Now there are decisions to be made.  How are we going to respond?  Are we going to respond?  Our answer will determine whether our hearts grow even more busily distant or soft with the exercise of compassion.  Of course, soft things are easily hurt.

 

That second choice always leads to the sacrifice of things we never thought we could live without.  Or to embrace things we never thought we could endure.  Because when we allow ourselves to be led down the path of compassion and enter the lives of others, we find ourselves leaving our old way of living behind.  The mindless activity is replaced with active involvement.  Numb detachment with heartfelt engagement.  The illusion of efficiency with the humbling awareness that our best efforts do not always bring about the results we long for.

 

We may have alternately judged or admired Mary’s sitting at Jesus’ feet while her frazzled sister scurries around the house.  That’s how the story leaves them.  And that’s how both traditionalists and feminists take them.  But the end of the reading isn’t the same as its conclusion.  To sympathize with poor Martha is to ignore what it means to sit at the feet of Jesus.  Because even though Mary’s response to Jesus initially seems to be the easier of the two, the truth is that to sit at the feet of Jesus invariably ends one kind of life and begins a far more demanding one.  Mary’s rest is temporary.  The heart of Jesus will issue a call to far more profound service than Martha at her busiest could ever imagine.

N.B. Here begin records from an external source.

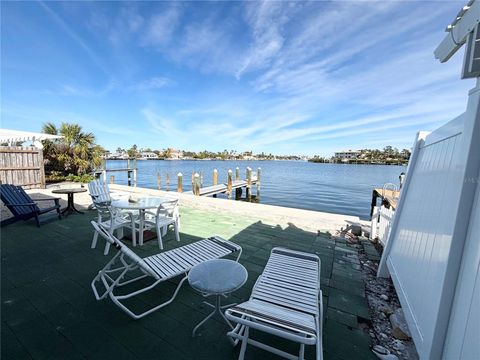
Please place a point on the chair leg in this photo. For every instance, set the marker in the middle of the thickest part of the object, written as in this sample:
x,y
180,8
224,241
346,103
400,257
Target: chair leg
x,y
37,220
107,248
177,234
243,348
94,240
120,233
301,354
134,233
159,237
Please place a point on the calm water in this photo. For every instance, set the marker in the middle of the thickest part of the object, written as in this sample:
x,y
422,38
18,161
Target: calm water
x,y
335,188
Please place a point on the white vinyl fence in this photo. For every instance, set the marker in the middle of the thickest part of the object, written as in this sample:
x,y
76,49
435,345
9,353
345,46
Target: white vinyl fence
x,y
424,253
381,221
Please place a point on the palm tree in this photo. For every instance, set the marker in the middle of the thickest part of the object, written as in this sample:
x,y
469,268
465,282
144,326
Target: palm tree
x,y
74,153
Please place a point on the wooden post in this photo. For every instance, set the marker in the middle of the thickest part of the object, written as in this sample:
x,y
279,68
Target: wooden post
x,y
259,173
135,172
249,184
238,191
229,184
129,173
196,184
42,168
179,182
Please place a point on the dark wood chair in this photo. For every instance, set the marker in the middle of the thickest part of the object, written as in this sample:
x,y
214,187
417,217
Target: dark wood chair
x,y
22,206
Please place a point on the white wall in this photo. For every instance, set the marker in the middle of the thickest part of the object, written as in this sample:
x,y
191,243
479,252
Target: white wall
x,y
424,252
463,337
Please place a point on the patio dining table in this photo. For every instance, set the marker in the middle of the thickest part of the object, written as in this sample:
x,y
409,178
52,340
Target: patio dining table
x,y
140,205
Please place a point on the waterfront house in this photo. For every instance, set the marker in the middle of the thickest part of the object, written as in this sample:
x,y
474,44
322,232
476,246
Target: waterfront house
x,y
347,155
148,155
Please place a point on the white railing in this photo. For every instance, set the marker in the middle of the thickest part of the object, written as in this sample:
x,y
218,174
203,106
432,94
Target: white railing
x,y
425,249
385,219
380,225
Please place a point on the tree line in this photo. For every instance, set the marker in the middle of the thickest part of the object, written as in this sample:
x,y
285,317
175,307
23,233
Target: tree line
x,y
389,155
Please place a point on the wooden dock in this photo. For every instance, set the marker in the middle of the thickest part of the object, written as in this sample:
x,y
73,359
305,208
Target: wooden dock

Incidentally, this story is a companion piece to last week’s reading -- Jesus' parable of the Good Samaritan.  Although they might not seem similar -- one is a story the other describes an actual encounter --they are both about the way we use distraction to wall ourselves off from the suffering that surrounds us. Whether we’re talking about a preoccupation with ritual cleanliness that allows us to step over someone bleeding on the ground in front of us or Martha’s ritual busy-ness that provides a welcome even as it avoids true hospitality, this kind of restless heart is never content because it never finds the remedy to its restlessness.

 

Which is the rest we find when we allow our hearts to beat in rhythm with the great heart of God, Jesus Christ himself.  Come unto me all who are heavy laden, for I will give you rest.  No matter what kind of heart beats within us Jesus can transform it.

 

Martha’s delusion, which is the delusion we all indulge in, is that busyness can be a substitute for engagement with God’s world and the hard work of its transformation.  But it can’t. And in the long run, that delusion is the source of more profound pain than anything we might encounter in our struggles in the world.  The pain of emptiness, of a life wasted in trivial pursuits, the sense that we’ve missed what our time here is all about.

 

Come unto me, his heart calls, and I will give you rest.  But the rest will only come after we have allowed our restless hearts to wear out through compassionate service in Jesus’ name.  Amen.